実際、導入によって大きな成果を上げている企業がある一方で、高額な費用と時間をかけてSFAを導入したにもかかわらず「期待していたような効果が出ない」「現場に定着しない」「使いこなせない」といった声もしばしば聞こえてきます。
今回はありがちな失敗事例を幾つか紹介しながら、失敗しないためにはどうすればよいかを見ていきましょう。
管理部門の都合しか考えていない
SFAの本来の目的は営業活動の標準化、可視化、共有により、業務を改善し、各営業担当者を支援することにあります。しかし管理部門の要望ばかりを重視して、営業担当者に大きな負担がかかるデータ入力を強いるようでは、結局「面倒くさい」と思われ、放置されてしまいます。入力を強制すればやる気が低下し、何のためにSFAを導入したのか分からなくなってしまうでしょう。

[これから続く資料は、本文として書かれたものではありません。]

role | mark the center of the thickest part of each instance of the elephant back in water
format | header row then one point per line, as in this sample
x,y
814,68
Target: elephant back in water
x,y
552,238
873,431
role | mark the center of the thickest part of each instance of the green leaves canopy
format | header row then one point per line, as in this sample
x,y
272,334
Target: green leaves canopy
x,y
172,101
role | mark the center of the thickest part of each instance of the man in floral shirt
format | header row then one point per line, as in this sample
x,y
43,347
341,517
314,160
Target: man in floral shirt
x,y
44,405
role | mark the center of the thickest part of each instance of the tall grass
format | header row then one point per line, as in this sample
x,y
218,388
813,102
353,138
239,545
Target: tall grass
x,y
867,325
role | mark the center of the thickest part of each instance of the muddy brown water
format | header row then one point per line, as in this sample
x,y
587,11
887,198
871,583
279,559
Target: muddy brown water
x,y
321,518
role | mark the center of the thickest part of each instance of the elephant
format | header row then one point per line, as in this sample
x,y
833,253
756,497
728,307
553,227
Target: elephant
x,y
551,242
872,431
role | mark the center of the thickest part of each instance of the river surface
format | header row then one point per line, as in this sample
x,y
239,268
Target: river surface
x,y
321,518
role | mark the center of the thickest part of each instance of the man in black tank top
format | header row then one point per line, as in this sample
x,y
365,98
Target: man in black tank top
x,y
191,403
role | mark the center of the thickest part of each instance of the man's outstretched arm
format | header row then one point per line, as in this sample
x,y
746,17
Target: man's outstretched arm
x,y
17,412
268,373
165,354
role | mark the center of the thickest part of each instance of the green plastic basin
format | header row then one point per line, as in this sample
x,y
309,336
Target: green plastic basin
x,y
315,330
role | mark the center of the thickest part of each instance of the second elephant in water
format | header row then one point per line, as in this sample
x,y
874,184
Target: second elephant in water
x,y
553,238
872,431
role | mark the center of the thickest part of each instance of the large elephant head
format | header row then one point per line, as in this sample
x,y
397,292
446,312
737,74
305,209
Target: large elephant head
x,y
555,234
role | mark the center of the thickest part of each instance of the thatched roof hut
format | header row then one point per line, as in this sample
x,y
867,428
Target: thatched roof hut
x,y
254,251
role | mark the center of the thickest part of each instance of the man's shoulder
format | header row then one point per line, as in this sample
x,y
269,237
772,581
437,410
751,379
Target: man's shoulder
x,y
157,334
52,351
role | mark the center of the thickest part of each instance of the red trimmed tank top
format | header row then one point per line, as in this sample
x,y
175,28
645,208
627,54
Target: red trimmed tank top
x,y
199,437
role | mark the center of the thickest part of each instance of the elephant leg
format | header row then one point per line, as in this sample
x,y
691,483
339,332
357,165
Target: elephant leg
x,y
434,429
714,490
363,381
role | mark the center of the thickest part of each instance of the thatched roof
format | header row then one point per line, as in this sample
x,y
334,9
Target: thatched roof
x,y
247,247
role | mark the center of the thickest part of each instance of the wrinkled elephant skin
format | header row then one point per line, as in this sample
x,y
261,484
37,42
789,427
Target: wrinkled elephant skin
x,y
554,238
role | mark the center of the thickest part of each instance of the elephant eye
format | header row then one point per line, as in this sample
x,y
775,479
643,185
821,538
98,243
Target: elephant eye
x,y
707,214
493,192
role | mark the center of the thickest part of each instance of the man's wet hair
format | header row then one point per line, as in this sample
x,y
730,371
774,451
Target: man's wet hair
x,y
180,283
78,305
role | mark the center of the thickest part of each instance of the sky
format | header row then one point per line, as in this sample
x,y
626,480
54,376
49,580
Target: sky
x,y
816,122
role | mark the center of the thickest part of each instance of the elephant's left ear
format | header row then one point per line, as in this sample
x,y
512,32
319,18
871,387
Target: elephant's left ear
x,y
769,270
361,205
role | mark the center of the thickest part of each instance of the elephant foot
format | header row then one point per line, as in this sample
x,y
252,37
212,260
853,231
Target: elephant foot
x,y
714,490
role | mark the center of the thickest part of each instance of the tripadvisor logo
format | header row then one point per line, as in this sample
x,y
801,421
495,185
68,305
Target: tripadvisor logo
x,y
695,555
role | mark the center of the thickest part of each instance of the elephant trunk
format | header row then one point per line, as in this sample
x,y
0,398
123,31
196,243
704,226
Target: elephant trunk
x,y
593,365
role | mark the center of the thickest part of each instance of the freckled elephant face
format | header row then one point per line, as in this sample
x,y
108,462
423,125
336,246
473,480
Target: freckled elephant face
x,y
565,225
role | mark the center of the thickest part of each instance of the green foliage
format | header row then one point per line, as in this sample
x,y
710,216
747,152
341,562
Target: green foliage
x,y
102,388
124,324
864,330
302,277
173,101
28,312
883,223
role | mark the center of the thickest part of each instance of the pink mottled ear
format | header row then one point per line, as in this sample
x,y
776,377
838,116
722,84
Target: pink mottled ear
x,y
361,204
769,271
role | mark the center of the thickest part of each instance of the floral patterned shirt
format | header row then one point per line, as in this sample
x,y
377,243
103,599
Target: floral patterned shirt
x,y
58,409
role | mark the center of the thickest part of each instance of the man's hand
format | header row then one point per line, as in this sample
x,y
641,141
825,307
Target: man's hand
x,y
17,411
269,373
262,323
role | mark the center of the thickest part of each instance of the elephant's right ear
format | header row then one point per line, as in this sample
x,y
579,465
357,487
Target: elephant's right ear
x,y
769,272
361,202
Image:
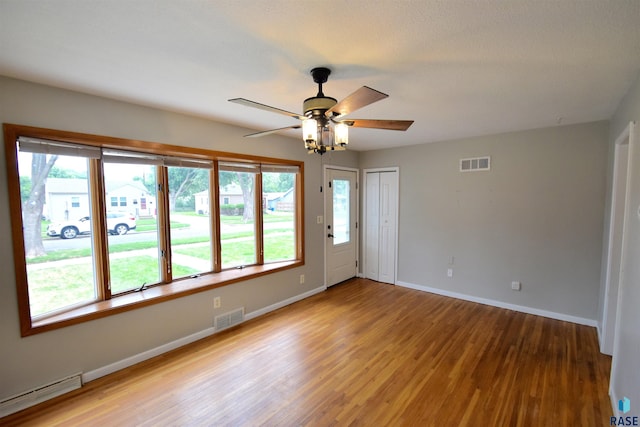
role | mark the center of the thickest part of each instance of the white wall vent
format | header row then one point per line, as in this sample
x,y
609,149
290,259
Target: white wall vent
x,y
39,395
228,320
474,164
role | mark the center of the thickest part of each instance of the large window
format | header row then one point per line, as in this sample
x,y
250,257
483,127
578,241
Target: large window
x,y
104,228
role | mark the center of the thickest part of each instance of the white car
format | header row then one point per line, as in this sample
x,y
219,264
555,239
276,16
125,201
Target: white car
x,y
117,223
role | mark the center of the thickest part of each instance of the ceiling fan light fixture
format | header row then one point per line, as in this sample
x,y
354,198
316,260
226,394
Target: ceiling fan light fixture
x,y
341,134
310,131
323,128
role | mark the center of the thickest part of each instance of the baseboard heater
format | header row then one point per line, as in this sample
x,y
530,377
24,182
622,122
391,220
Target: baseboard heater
x,y
40,394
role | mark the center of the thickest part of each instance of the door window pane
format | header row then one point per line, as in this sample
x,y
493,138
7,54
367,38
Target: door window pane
x,y
237,219
279,202
58,252
341,223
191,251
134,259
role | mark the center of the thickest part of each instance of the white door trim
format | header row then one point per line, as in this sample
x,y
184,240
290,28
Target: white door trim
x,y
627,135
324,222
395,169
615,245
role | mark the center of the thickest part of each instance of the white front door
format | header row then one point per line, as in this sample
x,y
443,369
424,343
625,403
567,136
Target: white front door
x,y
341,233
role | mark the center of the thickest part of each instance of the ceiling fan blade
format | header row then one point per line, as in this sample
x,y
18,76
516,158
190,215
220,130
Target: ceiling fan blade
x,y
358,99
269,132
379,124
249,103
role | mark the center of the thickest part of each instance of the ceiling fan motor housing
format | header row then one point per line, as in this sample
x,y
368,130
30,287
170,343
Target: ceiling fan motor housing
x,y
318,105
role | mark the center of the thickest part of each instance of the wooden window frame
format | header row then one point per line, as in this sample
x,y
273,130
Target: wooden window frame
x,y
169,289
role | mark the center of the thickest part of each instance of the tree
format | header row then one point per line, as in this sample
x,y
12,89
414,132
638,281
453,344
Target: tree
x,y
246,181
183,182
32,208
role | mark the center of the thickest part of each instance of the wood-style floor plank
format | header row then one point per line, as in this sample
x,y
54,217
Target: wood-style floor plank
x,y
361,353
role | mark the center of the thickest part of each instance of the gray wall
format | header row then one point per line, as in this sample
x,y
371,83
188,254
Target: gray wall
x,y
37,360
535,217
625,375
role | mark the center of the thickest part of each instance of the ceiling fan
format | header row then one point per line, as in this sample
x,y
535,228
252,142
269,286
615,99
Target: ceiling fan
x,y
323,126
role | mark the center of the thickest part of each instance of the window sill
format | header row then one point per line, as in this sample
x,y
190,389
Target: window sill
x,y
155,295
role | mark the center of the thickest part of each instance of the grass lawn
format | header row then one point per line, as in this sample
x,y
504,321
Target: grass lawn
x,y
62,285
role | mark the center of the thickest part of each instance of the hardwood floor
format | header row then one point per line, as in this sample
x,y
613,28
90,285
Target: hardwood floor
x,y
361,353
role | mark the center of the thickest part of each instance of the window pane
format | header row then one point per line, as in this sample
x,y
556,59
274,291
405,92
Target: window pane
x,y
340,211
133,231
279,202
237,229
58,254
190,224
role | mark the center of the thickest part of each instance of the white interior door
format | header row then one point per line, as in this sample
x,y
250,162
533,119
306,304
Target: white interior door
x,y
341,233
381,207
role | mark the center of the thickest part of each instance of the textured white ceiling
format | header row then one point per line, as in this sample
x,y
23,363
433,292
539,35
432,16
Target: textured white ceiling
x,y
458,68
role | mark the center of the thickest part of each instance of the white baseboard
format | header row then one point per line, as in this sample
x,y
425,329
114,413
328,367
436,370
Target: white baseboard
x,y
283,303
140,357
614,402
501,304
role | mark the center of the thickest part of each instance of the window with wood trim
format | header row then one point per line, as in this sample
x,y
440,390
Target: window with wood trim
x,y
103,225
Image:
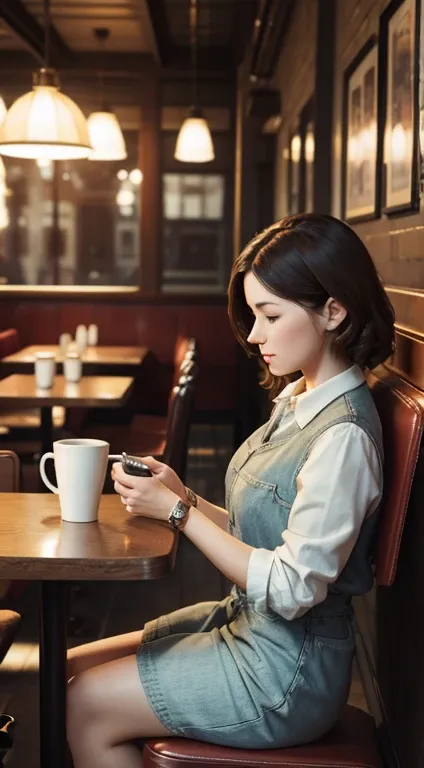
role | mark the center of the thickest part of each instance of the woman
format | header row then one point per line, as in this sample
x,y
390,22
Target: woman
x,y
270,665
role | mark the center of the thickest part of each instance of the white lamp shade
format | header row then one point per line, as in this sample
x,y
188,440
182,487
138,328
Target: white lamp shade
x,y
194,143
106,137
44,123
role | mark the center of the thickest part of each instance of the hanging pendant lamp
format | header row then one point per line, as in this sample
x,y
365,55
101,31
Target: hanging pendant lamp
x,y
105,132
45,123
194,142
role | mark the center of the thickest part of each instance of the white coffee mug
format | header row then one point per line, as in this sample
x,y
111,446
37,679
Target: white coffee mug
x,y
72,367
80,471
65,339
92,335
44,369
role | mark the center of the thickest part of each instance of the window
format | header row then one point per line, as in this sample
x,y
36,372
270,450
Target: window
x,y
96,240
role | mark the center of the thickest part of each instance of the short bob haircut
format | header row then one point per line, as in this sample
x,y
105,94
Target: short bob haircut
x,y
306,259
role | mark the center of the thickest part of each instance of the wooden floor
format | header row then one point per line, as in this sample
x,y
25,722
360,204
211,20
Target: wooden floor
x,y
113,608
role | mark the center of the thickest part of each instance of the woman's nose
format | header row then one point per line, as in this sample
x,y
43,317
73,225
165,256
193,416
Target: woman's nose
x,y
255,336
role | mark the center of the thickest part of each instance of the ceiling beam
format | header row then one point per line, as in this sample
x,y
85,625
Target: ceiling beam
x,y
128,64
162,33
26,27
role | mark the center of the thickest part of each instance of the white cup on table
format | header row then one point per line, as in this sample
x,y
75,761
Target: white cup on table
x,y
44,369
80,471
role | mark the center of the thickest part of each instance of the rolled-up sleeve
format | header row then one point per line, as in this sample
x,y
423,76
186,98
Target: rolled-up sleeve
x,y
338,486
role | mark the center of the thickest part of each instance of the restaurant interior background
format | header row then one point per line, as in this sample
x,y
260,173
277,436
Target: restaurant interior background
x,y
143,246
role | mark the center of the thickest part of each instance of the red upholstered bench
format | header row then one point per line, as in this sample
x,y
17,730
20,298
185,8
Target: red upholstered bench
x,y
351,743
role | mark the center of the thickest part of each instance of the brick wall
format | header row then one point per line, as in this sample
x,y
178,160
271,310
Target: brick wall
x,y
396,244
294,77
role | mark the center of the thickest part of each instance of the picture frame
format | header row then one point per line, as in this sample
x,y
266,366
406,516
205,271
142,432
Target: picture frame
x,y
361,136
399,35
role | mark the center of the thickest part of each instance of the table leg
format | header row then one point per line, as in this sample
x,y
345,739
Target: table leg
x,y
53,674
46,428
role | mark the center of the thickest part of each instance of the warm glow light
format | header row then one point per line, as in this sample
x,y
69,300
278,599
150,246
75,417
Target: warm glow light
x,y
194,143
136,177
3,110
125,197
45,124
4,213
309,147
295,147
106,137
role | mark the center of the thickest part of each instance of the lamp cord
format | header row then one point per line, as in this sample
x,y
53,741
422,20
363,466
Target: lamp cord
x,y
47,33
194,25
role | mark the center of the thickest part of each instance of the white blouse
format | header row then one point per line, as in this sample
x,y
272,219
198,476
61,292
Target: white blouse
x,y
339,485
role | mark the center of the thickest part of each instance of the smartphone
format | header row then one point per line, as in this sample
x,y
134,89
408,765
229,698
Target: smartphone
x,y
134,466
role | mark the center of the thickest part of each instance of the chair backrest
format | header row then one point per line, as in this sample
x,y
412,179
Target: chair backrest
x,y
175,454
185,348
401,410
9,342
9,472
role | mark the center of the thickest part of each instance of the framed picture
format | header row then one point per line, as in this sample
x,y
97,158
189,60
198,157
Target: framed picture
x,y
399,35
360,147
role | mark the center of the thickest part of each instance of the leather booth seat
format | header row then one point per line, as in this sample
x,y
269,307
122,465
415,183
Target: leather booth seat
x,y
351,743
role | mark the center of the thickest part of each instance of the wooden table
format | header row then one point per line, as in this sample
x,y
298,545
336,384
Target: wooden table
x,y
117,360
19,391
36,545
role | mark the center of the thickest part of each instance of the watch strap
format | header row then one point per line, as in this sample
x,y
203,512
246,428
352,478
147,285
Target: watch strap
x,y
192,497
178,515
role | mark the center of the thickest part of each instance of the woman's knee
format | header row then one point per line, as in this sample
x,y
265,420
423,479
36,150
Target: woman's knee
x,y
82,704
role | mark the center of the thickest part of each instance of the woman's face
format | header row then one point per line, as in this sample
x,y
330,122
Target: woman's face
x,y
289,338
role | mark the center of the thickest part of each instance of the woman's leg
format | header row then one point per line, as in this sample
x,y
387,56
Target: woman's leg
x,y
102,651
107,710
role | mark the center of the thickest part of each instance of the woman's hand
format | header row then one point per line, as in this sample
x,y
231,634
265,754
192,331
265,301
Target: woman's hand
x,y
145,496
167,476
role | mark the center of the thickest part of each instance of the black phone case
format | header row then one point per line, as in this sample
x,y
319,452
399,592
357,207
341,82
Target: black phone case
x,y
133,466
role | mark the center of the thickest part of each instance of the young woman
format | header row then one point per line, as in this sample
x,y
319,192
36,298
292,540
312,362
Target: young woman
x,y
270,665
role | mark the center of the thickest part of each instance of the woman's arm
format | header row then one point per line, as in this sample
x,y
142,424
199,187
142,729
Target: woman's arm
x,y
338,486
228,554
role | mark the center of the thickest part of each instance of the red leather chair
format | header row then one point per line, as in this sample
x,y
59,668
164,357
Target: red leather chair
x,y
351,743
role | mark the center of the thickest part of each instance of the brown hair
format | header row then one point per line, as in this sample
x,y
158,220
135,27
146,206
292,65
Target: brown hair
x,y
308,258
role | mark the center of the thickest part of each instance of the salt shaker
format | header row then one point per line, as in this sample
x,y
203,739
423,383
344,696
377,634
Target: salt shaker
x,y
72,367
64,342
81,337
93,335
44,369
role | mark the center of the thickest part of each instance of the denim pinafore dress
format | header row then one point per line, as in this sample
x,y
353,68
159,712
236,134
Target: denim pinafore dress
x,y
235,672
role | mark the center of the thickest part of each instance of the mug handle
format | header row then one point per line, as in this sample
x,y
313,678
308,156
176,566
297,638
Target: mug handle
x,y
44,477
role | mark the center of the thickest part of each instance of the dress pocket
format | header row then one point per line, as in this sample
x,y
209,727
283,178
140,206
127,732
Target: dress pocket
x,y
272,488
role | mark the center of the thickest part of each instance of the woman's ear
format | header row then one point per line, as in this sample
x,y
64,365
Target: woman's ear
x,y
335,314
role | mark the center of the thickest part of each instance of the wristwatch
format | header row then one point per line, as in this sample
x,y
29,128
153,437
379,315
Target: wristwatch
x,y
178,515
192,498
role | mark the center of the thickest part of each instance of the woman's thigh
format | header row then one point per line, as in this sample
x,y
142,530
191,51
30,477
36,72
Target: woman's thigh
x,y
108,701
83,657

現場の要望と管理者側の要望のバランスを取りつつ、本当に必要な機能だけをそろえ、操作も運用もシンプルで負担の少ないシステムを導入すべきです。
SFAで 「管理されたくない」営業担当者
SFAを日報の記録、管理のツールと考えている企業は少なくありません。日報は確かに営業担当者の活動を把握し、案件の進捗(しんちょく)を確認するのに有益ですが、これはあくまで管理者側の考え方。営業担当者は「行動が管理されている」と感じているかもしれません。
また特に優秀な営業担当者には、自分のノウハウを他の営業担当者と共有しても何のメリットもないと考えている人が多く、日報を「とにかく出せばいいもの」と捉えがちです。これでは本当に意義のある情報はSFAに蓄積されない可能性があります。
日報を真に役立つデータにするには、営業担当者に「提出すれば自分の営業の役に立つ」と実感してもらう必要があります。日報を単なる活動報告書と位置付けるのではなく、案件管理ときちんとひも付けることで、受注した案件の売り上げ数字の確認や受注確率が高い案件の売上予測、放置されている案件の確認、受注に失敗した案件の原因分析などが行えるようになります。
導入したものの使い方が分からない
「SFAツールを入れたのに現場ではExcelをそのまま使い続けているため、案件管理や受注予測ができない」という話も、残念ながら珍しいものではありません。これは、導入はしたものの、現場への指導や教育が不十分なために起こるケースです。これではどんなに優れたツールでも、無用の長物となってしまいます。
導入時には営業担当者に使用目的と目標をきちんと理解してもらい、ある程度定着するまでは指導と教育を継続していく必要があります。質問や問題に対処できるシステム担当者を置くこと(専任でも他業務との兼任でも)、また管理部門が率先してSFAを使うことも重要です。